The University of Limerick, the first university to be established since the foundation of the state, came about through determined local campaigns – as remembered in this book by Paddy Meskell of the inaugural 1972 class and by Bill Whelan, internationally acclaimed composer of Riverdance – and, later, through the merging of the National Institute of Higher Education and Thomond College of Education. The story is told in David Fleming’s assiduously researched study The University of Limerick: A History (2012), and in founding president Ed Walsh’s lively account Upstart: Friends, Foes and Founding a University (2011). Our own book is not a chronology but a conversation that builds into a characterisation. The fifty pieces may be read in any sequence, from cover to cover, or dipped into.

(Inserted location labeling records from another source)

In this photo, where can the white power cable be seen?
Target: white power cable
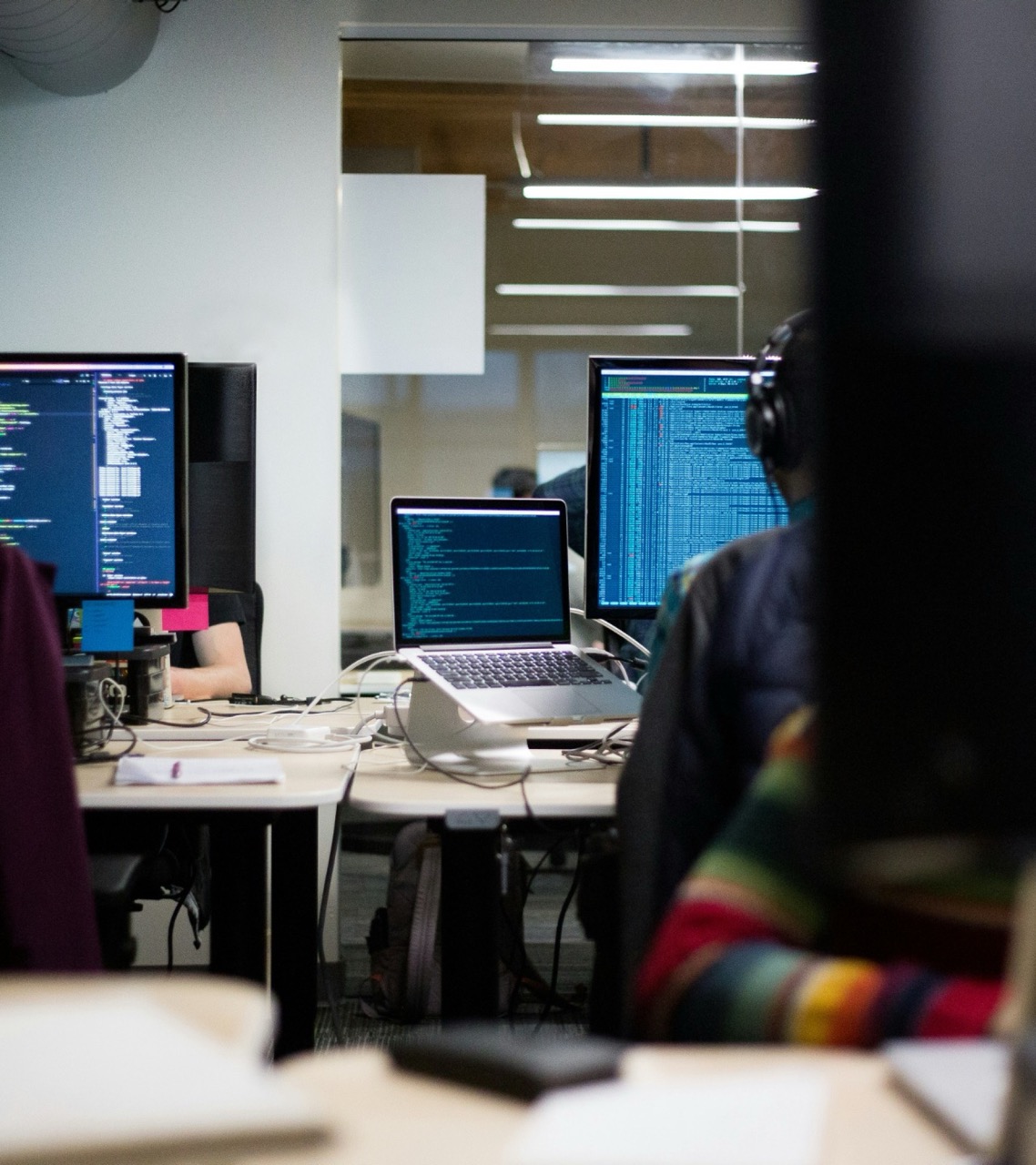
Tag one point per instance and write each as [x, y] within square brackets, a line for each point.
[614, 631]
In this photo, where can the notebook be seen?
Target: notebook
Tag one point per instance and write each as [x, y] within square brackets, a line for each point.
[481, 593]
[960, 1082]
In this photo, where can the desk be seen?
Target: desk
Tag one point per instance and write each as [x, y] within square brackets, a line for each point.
[238, 816]
[868, 1121]
[238, 1015]
[469, 819]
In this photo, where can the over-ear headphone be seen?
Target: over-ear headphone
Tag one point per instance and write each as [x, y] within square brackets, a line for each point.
[772, 425]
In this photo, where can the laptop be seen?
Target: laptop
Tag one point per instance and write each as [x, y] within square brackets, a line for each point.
[481, 592]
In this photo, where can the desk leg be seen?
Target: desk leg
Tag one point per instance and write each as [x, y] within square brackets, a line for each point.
[294, 925]
[239, 896]
[470, 907]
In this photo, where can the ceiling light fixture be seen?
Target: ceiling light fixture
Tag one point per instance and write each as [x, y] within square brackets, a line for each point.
[686, 66]
[590, 329]
[669, 194]
[727, 226]
[615, 289]
[676, 121]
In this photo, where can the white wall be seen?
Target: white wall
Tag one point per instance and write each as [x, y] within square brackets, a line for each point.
[195, 208]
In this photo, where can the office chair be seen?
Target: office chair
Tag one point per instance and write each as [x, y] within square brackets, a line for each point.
[140, 857]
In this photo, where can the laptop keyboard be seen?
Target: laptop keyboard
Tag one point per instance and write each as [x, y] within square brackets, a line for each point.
[514, 669]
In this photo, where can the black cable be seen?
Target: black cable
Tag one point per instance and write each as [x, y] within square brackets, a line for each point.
[557, 935]
[179, 902]
[773, 490]
[519, 937]
[325, 896]
[179, 724]
[265, 710]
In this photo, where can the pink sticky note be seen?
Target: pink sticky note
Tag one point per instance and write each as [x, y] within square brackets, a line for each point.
[192, 618]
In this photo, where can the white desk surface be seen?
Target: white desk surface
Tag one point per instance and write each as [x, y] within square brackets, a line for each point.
[313, 779]
[868, 1121]
[237, 1014]
[388, 785]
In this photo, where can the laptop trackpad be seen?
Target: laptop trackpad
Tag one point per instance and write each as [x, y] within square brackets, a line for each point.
[557, 704]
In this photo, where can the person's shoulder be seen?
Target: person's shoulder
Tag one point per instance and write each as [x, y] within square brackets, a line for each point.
[723, 565]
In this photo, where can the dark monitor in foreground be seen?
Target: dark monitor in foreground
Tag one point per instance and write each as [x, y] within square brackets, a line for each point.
[94, 472]
[669, 474]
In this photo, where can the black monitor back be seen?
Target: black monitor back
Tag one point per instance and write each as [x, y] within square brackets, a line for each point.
[928, 501]
[221, 474]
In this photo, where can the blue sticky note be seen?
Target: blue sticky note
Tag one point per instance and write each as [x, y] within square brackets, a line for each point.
[107, 624]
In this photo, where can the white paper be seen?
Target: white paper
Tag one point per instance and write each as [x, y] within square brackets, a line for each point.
[215, 770]
[739, 1119]
[123, 1072]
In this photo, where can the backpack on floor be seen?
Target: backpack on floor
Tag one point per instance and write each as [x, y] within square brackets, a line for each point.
[403, 941]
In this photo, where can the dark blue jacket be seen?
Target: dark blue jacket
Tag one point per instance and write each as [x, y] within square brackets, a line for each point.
[740, 658]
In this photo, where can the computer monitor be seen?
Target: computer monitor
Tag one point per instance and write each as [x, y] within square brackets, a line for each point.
[94, 471]
[669, 474]
[221, 475]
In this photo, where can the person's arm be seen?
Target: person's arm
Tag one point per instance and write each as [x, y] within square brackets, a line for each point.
[221, 665]
[733, 959]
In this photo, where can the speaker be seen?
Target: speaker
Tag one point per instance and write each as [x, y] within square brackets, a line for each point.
[221, 475]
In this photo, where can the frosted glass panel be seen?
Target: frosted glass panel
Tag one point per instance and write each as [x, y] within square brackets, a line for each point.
[412, 273]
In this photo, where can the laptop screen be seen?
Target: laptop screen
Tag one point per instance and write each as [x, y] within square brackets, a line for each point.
[479, 571]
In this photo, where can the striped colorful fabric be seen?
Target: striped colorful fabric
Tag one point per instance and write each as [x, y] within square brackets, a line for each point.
[733, 960]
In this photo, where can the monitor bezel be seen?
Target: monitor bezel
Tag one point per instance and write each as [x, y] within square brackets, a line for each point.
[479, 503]
[179, 452]
[594, 608]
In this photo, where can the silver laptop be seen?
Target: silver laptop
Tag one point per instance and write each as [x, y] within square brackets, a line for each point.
[481, 593]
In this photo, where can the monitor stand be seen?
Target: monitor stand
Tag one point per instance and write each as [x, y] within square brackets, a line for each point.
[443, 734]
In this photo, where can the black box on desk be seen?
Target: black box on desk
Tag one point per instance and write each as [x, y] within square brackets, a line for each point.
[145, 674]
[86, 714]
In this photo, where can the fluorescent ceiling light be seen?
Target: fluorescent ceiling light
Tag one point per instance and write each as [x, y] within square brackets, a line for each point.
[694, 121]
[686, 66]
[590, 329]
[727, 226]
[614, 289]
[670, 194]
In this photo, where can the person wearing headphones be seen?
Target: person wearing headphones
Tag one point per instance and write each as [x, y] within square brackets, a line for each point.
[737, 660]
[765, 943]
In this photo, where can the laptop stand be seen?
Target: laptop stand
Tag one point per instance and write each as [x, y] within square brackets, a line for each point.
[441, 732]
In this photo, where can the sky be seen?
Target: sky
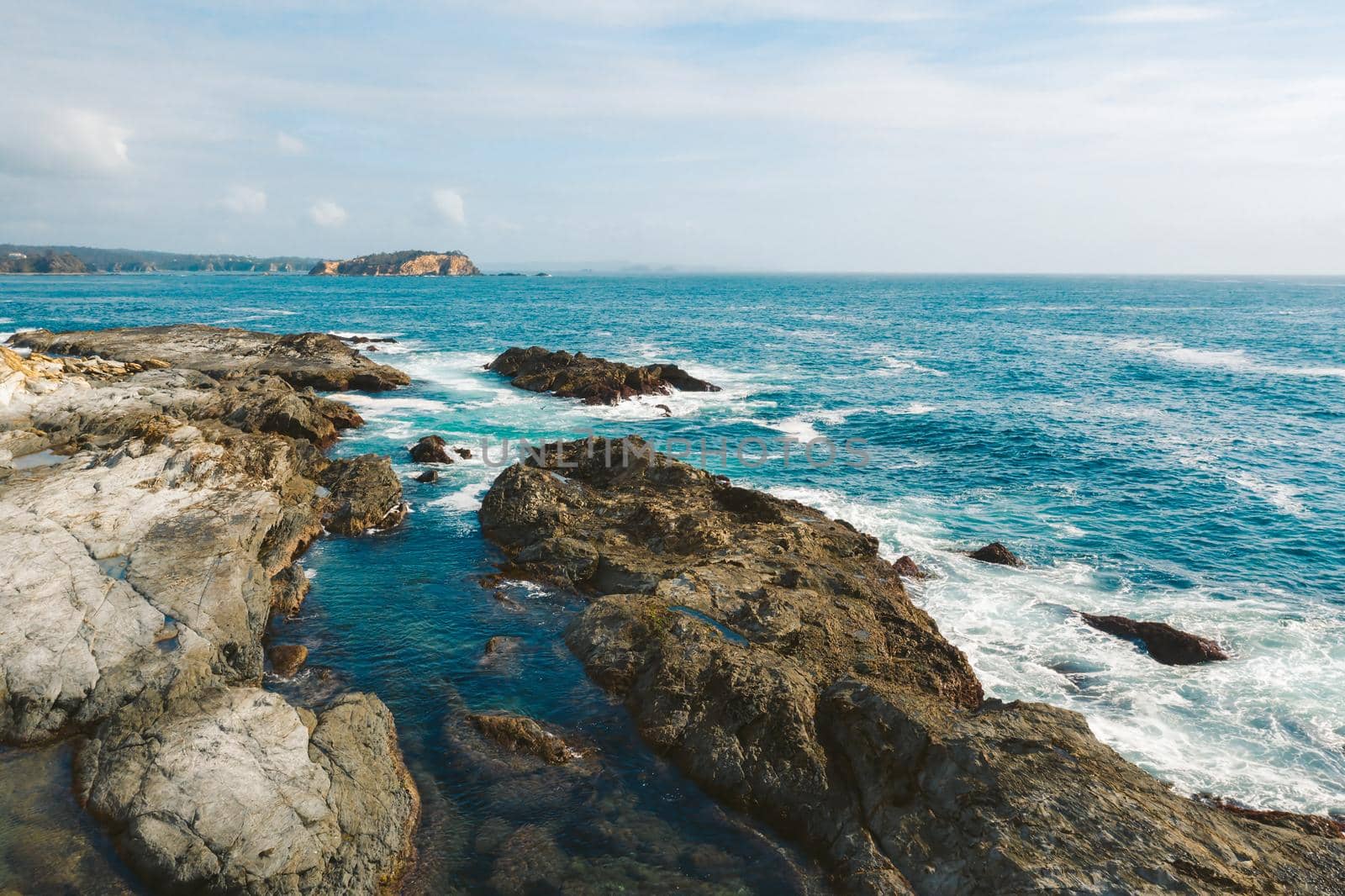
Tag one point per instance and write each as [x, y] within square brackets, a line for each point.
[760, 134]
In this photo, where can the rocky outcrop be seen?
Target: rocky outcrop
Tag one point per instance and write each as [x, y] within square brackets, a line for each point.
[401, 264]
[596, 381]
[430, 450]
[287, 660]
[778, 661]
[307, 360]
[363, 494]
[232, 790]
[1169, 646]
[151, 517]
[997, 553]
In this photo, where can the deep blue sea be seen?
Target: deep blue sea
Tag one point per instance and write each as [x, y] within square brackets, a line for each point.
[1163, 448]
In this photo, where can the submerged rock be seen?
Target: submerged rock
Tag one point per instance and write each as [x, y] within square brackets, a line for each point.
[365, 494]
[596, 381]
[430, 450]
[302, 360]
[1169, 646]
[878, 752]
[522, 735]
[997, 553]
[286, 660]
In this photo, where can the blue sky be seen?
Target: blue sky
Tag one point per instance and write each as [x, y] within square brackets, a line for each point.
[766, 134]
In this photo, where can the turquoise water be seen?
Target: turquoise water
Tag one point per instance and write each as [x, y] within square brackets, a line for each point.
[1163, 448]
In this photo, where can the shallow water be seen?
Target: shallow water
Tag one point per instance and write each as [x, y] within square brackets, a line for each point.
[1163, 448]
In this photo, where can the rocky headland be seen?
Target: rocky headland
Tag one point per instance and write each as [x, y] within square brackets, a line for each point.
[777, 658]
[412, 262]
[596, 381]
[158, 488]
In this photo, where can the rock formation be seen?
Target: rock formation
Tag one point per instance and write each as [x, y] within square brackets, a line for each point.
[151, 514]
[306, 360]
[401, 264]
[997, 553]
[778, 661]
[1169, 646]
[430, 450]
[596, 381]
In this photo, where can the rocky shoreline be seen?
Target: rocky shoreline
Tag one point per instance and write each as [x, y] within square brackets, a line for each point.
[775, 656]
[156, 488]
[159, 486]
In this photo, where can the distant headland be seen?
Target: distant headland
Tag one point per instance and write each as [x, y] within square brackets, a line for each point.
[410, 262]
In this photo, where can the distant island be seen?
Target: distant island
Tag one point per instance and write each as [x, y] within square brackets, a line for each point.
[410, 262]
[74, 260]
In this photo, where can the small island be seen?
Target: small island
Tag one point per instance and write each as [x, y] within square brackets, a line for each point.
[410, 262]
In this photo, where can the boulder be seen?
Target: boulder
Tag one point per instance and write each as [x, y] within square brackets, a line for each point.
[997, 553]
[302, 360]
[286, 660]
[522, 735]
[908, 568]
[226, 791]
[1169, 646]
[430, 450]
[778, 661]
[365, 494]
[596, 381]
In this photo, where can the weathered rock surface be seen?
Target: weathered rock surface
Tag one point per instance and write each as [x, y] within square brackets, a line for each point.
[524, 735]
[1169, 646]
[596, 381]
[138, 571]
[430, 450]
[907, 568]
[306, 360]
[365, 494]
[287, 660]
[777, 658]
[410, 262]
[997, 553]
[228, 791]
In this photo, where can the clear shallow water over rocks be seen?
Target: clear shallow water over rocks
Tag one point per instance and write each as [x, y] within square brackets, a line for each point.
[1161, 448]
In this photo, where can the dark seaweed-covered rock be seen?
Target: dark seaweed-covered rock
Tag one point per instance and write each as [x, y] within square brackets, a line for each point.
[997, 553]
[773, 656]
[1169, 646]
[286, 660]
[365, 494]
[596, 381]
[430, 450]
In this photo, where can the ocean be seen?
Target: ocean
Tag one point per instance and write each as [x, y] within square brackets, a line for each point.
[1161, 448]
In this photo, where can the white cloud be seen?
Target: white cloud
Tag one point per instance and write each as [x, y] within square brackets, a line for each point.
[450, 205]
[67, 141]
[289, 145]
[245, 201]
[327, 214]
[662, 13]
[1163, 13]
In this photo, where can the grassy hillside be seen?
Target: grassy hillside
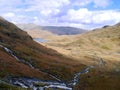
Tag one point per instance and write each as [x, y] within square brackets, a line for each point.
[23, 46]
[91, 48]
[57, 30]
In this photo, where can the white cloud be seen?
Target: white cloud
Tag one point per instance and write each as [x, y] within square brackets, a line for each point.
[92, 19]
[97, 3]
[59, 12]
[9, 15]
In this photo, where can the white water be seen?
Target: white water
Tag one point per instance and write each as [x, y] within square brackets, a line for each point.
[25, 83]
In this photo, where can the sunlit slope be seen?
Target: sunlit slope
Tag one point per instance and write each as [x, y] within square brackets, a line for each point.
[103, 42]
[23, 46]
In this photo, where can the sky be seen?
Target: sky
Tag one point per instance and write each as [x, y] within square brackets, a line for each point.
[86, 14]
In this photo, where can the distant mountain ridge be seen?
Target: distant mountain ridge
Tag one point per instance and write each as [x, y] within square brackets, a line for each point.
[59, 30]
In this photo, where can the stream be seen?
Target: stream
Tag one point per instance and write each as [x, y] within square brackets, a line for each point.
[37, 84]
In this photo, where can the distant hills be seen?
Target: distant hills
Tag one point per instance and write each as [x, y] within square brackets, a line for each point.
[21, 56]
[100, 48]
[59, 30]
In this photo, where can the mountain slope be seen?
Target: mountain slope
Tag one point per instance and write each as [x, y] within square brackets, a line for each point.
[99, 48]
[59, 30]
[30, 52]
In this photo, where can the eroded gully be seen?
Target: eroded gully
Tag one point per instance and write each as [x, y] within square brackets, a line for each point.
[37, 84]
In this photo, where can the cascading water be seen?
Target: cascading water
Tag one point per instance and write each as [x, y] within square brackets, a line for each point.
[29, 82]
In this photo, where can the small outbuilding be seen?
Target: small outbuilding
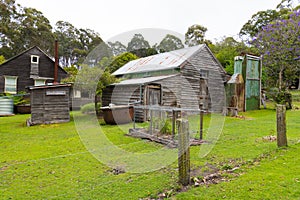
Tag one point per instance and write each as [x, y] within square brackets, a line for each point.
[49, 104]
[249, 67]
[32, 67]
[184, 78]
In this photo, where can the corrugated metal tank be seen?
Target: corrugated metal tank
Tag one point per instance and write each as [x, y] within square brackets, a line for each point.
[6, 106]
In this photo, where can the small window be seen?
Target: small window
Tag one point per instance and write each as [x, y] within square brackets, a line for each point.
[35, 59]
[38, 82]
[77, 94]
[10, 84]
[203, 73]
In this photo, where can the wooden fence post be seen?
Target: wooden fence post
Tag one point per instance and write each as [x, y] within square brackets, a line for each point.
[281, 125]
[183, 151]
[201, 121]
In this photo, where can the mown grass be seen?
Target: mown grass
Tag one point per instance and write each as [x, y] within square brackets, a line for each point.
[50, 162]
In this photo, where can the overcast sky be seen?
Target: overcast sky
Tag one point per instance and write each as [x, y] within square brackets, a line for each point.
[113, 17]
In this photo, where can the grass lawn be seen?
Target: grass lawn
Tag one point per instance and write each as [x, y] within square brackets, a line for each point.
[51, 162]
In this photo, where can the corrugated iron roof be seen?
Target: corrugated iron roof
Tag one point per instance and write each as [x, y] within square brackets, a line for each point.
[140, 81]
[162, 61]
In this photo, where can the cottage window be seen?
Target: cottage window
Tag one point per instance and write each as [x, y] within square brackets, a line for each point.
[203, 73]
[10, 84]
[38, 82]
[35, 59]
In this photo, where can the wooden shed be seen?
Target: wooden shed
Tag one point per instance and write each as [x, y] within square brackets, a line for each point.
[30, 68]
[49, 104]
[235, 93]
[249, 67]
[182, 78]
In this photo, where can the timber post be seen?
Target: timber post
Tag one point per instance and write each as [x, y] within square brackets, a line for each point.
[281, 125]
[183, 152]
[201, 121]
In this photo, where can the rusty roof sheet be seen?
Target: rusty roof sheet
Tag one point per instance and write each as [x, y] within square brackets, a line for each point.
[162, 61]
[141, 81]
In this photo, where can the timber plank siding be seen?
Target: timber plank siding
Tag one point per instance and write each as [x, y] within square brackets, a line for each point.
[20, 67]
[50, 104]
[199, 78]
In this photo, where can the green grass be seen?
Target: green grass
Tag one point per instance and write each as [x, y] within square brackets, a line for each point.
[50, 162]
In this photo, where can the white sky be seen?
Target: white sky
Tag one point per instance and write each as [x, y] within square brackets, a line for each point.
[113, 17]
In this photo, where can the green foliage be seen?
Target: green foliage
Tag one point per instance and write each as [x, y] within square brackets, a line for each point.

The reader will notice the emergence of resonances, rhymes, repeated themes, preoccupations. Research. The Glucksman Library. Sport. Music. A respect for creativity. An affection for colleagues. Our students as our teachers. The beauty of the campus. The image of the Living Bridge shimmers through a good many of the pieces – an actualised metaphor for teaching, learning and outreach –and the Shannon flows in reflective counterpoint. But a current of iconoclasm is at work in these writings, too, a restlessness, a desire to push onward. There is often a commitment to engage with communities in wider and more welcoming ways, to make an impact on more lives, to do more around the major issues of class, gender, identity, disability (or ‘“dis”ability’, to borrow a trenchant term of orthographic subversion used by our contributor Charlie Mullowney), environment, marginalisation, exclusion and participation. While there is great pride in these pages, there is ambition and activism too. The powerful words of Sindy Joyce, Denise Chaila and Donnah Sibanda Vuma are reminders that much remains to be done; that everyone has a right to safety, freedom and education; that protest matters; that real inclusion and diversity will make us all stronger. A closer relationship with Limerick city is seen as a matter of pressing importance and the opening of the UL City Centre Campus as an exciting opportunity. These priorities are what make UL the place it must continue to become: a university where there are beautiful buildings but no ivory towers. We extend sincere thanks to our wonderful contributors for their willingness to participate and for their skill, also to Wendy Logue and Conor Graham at Irish Academic Press, and copyeditor Dermott Barrett. We thank Gobnait O’Riordan, Kate Harris and Ken Bergin at the Glucksman Library, Carla Capone, Rina Carr, Yvonne Cleary, David Fleming, Oonagh Grace, UL President Kerstin Mey, and Caroline Keane and Cliona Donnellan for assistance with contractual matters. We add our thanks to UL Confessions administration, and to Eoin Brady and Michelle McMahon, Dr Eimear O’Connor, Sorcha Pollock, and UL Fifty Programme Manager Caroline Rafter. The late David Lilburn, artist, cartographer and designer, was a much-loved UL creative presence for many years; we thank his wife, Romanie van Son, and Yvonne Davis (whose fine essay on UL’s art collections appears in this book) for helping us to include an example of his beautiful work.